Fig. 3. An overview of the ADASTRA ASBs and their genomic localization.

Fig. 3

a, b The distribution of ASBs across TFs and cell types is not uniform. The top 8 TFs and top 5 cell types provide only nearly one third (TFs) or one half (cell types) of significant events. The bottom bars in each pair show the zoomed-in data for the top 8 TFs and top 5 cell types sorted by descending number of ASBs. c The complete bars correspond to the full set of SNPs (unique dbSNP IDs) with significant ASBs. The ASBs are more often found in promoters and enhancers as compared to either SNVs with candidate ASBs or all detected SNVs. The percentage of ASB-carrying SNPs falling into particular types of genomic regions is shown on bar labels.
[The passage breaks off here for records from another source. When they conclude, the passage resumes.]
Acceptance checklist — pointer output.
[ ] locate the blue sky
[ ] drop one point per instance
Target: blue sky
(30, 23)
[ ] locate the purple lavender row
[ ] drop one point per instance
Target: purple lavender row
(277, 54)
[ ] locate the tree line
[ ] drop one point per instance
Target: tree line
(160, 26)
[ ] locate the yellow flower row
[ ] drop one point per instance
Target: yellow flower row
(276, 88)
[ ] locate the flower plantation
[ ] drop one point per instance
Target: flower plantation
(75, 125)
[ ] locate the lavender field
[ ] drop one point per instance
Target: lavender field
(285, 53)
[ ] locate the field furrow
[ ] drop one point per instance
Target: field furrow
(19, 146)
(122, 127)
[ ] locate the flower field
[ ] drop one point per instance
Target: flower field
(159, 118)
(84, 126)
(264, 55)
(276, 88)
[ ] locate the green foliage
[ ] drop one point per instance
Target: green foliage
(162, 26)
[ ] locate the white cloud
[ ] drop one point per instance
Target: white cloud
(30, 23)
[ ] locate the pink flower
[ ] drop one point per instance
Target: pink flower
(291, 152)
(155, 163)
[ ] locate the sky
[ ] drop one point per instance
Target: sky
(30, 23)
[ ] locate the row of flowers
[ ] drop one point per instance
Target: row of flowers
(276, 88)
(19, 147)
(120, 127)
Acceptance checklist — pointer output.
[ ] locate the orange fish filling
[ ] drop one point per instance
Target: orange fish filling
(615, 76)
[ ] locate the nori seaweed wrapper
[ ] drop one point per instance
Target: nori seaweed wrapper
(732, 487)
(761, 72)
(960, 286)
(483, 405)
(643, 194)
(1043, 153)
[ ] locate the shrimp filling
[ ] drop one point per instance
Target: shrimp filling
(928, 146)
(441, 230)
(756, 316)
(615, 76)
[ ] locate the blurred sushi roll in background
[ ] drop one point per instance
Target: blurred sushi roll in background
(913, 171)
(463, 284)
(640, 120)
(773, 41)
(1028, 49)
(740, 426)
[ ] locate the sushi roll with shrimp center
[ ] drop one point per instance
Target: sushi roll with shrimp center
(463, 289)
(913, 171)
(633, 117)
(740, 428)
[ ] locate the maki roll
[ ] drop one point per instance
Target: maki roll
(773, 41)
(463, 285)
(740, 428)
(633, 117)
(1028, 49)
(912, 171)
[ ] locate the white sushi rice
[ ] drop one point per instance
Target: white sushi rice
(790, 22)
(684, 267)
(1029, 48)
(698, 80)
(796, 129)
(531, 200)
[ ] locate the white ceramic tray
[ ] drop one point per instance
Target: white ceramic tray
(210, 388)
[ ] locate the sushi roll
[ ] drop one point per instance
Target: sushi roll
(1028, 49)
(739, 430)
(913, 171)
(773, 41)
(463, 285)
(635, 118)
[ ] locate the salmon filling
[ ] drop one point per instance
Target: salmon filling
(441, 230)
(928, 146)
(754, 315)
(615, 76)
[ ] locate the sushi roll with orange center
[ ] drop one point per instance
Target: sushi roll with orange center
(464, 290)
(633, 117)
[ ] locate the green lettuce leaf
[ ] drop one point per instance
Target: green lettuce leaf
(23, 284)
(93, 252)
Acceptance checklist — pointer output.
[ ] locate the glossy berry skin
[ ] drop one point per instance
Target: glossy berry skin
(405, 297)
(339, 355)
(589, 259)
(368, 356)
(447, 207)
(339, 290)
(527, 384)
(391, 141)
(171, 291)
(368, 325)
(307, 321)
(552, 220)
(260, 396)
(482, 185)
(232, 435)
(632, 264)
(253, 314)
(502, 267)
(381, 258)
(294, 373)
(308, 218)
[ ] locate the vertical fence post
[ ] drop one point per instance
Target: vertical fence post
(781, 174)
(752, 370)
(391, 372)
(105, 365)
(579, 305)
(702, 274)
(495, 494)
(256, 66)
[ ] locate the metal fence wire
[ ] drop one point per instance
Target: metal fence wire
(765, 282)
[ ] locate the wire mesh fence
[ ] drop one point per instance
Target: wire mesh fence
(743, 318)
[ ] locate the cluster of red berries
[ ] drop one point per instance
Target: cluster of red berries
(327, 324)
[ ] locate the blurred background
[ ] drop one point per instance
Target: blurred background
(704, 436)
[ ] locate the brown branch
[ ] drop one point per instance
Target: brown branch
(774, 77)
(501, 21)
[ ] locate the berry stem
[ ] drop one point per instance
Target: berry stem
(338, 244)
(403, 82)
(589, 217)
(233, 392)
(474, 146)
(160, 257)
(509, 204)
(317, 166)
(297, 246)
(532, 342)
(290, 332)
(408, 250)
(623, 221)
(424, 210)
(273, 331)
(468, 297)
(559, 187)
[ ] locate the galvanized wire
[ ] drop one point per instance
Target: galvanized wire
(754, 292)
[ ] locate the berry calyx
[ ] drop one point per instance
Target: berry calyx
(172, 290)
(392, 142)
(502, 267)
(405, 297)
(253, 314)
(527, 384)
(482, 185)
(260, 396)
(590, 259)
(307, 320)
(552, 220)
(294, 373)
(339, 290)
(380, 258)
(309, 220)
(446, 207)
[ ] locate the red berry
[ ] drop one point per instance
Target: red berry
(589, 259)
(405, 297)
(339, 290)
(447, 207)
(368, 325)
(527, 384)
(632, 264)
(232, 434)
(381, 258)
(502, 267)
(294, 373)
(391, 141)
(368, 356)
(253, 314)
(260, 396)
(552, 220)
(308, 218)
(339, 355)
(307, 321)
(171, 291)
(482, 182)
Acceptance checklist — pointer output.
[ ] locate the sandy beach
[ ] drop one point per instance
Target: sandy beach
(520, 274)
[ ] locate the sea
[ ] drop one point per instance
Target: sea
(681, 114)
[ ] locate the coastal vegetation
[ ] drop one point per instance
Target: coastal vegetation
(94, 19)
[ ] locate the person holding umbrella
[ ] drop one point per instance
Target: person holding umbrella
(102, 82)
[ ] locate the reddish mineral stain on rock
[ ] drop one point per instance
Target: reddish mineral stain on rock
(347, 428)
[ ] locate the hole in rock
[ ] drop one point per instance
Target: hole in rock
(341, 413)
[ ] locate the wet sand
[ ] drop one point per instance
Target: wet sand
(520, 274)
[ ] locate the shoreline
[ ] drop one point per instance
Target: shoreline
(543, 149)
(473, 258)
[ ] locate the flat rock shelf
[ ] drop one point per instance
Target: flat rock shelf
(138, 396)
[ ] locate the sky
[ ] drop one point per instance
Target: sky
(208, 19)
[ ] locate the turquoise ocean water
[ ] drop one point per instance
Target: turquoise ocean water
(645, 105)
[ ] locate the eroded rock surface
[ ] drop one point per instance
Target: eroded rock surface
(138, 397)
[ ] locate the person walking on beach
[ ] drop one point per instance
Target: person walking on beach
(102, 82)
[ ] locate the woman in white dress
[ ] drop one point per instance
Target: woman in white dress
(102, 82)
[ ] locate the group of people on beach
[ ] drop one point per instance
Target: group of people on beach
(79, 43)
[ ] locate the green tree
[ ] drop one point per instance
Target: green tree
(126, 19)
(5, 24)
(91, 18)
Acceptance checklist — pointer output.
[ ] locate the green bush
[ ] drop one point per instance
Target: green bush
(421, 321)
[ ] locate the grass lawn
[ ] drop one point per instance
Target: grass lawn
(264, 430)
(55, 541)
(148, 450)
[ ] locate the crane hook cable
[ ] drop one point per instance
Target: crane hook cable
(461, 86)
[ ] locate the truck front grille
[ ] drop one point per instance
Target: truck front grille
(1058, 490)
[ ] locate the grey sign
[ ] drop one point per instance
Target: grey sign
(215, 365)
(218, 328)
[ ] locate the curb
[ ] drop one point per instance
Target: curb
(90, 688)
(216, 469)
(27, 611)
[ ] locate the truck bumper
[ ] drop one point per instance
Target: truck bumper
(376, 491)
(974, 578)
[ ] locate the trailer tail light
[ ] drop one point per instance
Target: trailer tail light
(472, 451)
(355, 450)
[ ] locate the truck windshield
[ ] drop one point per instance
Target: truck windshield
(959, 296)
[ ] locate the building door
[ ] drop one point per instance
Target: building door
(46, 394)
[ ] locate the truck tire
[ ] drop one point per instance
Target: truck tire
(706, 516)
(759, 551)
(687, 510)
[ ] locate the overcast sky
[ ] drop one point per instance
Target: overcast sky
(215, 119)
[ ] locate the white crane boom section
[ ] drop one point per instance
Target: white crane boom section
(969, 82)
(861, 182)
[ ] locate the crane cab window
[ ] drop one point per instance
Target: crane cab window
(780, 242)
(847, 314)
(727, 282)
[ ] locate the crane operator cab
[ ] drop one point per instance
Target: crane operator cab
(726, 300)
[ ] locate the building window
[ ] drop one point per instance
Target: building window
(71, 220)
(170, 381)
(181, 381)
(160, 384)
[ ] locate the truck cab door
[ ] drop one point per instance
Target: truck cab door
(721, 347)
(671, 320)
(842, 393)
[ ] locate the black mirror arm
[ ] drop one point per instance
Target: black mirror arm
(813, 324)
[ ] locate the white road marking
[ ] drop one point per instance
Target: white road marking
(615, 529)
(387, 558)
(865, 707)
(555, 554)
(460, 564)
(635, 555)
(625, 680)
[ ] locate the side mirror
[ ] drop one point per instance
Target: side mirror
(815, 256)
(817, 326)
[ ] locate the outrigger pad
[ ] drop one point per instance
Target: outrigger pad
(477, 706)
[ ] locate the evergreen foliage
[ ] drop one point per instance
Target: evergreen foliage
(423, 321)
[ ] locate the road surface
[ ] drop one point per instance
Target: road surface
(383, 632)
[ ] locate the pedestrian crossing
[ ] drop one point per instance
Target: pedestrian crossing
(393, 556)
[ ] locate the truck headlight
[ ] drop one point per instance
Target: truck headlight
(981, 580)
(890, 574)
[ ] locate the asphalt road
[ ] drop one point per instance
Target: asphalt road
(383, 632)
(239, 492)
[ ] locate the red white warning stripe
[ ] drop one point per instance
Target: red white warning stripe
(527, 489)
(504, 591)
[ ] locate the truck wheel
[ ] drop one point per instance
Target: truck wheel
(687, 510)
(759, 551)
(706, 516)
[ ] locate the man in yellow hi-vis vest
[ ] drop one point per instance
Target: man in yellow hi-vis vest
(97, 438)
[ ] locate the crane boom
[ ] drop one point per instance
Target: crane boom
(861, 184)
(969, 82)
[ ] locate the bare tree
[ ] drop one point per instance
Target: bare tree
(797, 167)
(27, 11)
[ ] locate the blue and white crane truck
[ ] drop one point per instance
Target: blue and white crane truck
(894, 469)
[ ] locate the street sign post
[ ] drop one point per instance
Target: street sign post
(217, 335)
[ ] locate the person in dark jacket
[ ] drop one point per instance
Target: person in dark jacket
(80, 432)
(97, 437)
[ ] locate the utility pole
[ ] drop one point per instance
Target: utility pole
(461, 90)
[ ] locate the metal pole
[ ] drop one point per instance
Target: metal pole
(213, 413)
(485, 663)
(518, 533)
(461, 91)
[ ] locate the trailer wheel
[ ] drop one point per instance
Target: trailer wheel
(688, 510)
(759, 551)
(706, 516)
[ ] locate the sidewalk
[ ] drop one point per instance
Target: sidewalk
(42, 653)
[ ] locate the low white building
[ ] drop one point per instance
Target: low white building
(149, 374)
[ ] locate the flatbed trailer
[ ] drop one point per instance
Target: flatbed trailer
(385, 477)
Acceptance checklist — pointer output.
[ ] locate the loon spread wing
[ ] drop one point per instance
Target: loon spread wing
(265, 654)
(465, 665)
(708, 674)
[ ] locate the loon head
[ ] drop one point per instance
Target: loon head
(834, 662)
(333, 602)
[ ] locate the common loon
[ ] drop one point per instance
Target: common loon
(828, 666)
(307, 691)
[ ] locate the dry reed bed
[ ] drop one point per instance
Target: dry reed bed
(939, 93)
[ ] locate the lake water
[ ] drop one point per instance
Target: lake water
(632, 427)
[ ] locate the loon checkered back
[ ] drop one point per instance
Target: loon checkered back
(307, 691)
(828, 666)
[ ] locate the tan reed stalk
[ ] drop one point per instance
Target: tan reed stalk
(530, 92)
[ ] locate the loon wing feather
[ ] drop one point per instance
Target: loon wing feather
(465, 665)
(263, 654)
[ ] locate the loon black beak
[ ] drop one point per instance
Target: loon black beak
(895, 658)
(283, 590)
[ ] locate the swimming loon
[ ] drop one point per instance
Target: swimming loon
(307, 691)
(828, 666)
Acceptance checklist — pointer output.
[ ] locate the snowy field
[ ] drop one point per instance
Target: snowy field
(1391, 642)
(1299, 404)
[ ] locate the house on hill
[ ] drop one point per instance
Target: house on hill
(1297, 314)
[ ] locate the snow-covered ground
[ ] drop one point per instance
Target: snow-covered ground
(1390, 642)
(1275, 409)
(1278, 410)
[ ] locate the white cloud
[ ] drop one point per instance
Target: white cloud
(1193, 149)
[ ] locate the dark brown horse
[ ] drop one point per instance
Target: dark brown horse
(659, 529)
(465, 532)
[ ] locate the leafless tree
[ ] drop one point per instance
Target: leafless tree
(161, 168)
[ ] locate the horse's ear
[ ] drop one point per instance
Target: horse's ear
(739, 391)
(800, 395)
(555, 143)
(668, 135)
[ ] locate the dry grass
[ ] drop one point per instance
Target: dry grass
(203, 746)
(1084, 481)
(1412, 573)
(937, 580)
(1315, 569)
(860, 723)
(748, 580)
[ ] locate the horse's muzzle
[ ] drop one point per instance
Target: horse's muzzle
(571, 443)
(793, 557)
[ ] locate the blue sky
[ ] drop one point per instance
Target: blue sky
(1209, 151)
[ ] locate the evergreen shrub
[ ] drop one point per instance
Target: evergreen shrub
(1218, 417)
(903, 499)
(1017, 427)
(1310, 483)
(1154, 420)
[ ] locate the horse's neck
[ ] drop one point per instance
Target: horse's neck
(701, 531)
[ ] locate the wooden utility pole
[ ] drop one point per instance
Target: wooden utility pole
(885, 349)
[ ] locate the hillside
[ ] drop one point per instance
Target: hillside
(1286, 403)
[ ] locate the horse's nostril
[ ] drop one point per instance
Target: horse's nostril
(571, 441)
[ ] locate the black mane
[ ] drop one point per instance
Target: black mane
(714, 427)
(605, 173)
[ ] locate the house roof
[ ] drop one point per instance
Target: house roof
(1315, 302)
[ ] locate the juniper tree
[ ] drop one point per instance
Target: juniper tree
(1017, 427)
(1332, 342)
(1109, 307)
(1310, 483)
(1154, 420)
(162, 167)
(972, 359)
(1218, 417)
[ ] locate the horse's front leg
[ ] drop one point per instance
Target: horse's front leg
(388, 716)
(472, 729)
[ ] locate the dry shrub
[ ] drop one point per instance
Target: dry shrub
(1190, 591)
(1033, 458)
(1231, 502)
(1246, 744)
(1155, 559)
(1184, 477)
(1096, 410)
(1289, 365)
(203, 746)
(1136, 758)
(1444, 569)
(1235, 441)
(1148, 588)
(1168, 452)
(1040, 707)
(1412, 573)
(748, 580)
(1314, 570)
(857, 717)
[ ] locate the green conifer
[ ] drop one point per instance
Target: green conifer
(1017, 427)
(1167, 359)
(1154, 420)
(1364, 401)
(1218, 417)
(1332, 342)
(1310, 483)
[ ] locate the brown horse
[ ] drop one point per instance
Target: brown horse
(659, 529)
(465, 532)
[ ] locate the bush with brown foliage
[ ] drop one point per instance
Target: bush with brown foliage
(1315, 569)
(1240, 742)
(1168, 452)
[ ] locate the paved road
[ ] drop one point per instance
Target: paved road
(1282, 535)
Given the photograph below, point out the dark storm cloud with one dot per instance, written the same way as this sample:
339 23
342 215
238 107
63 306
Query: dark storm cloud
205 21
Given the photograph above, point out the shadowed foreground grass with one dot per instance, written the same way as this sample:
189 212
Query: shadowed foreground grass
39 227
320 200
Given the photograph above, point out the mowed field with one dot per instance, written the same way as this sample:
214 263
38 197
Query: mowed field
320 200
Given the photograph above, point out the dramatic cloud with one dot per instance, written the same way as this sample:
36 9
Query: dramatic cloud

Top bar: significant ASBs (passing 5% FDR, 269,934 sites in total); middle bar: SNPs with candidate ASBs (passing the coverage thresholds and tested for significance, 2,024,836 sites in total); bottom bar: all SNPs detected in the variant calling (4,976,303 sites in total). d The fraction of BaalChIP-reported SNPs (X-axis) with allele-specific binding passing the filters at various stages of the ADASTRA pipeline (Y-axis). We considered data from 14 cell lines matching between BaalChIP ASB set and ADASTRA (with the ADASTRA ASBs reaggregated considering only 316 data sets shared between BaalChIP and ADASTRA out of a total of 548 BaalChIP ChIP-Seq data sets). The following checkpoints of the ADASTRA pipeline were considered: 1 Total set of SNP calls: SNPs found by GATK; 2 SNPs passing basic coverage filter: SNPs with ≥5 reads supporting each of alternative alleles; 3 SNPs passing complete ADASTRA filters for candidate ASB sites: heterozygous dbSNP common SNPs with total coverage of at least 20 reads in at least one experiment located in a chromosome eligible for BAD estimation, i.e., with ≥100 SNP calls at stage 2; 4 ASBs passing a fixed FDR: cell type level aggregated ASBs passing a given FDR threshold (Benjamini–Hochberg-corrected P value allowing for BAD). ASB P values were estimated by logit aggregation of the one-tail Negative Binomial P values across the experiments (see “Methods”) and then the FDRs were estimated with Benjamini–Hochberg procedure. CT cell type, TF transcription factor, SNP single-nucleotide polymorphism, ASB allele-specific binding, FDR false discovery rate.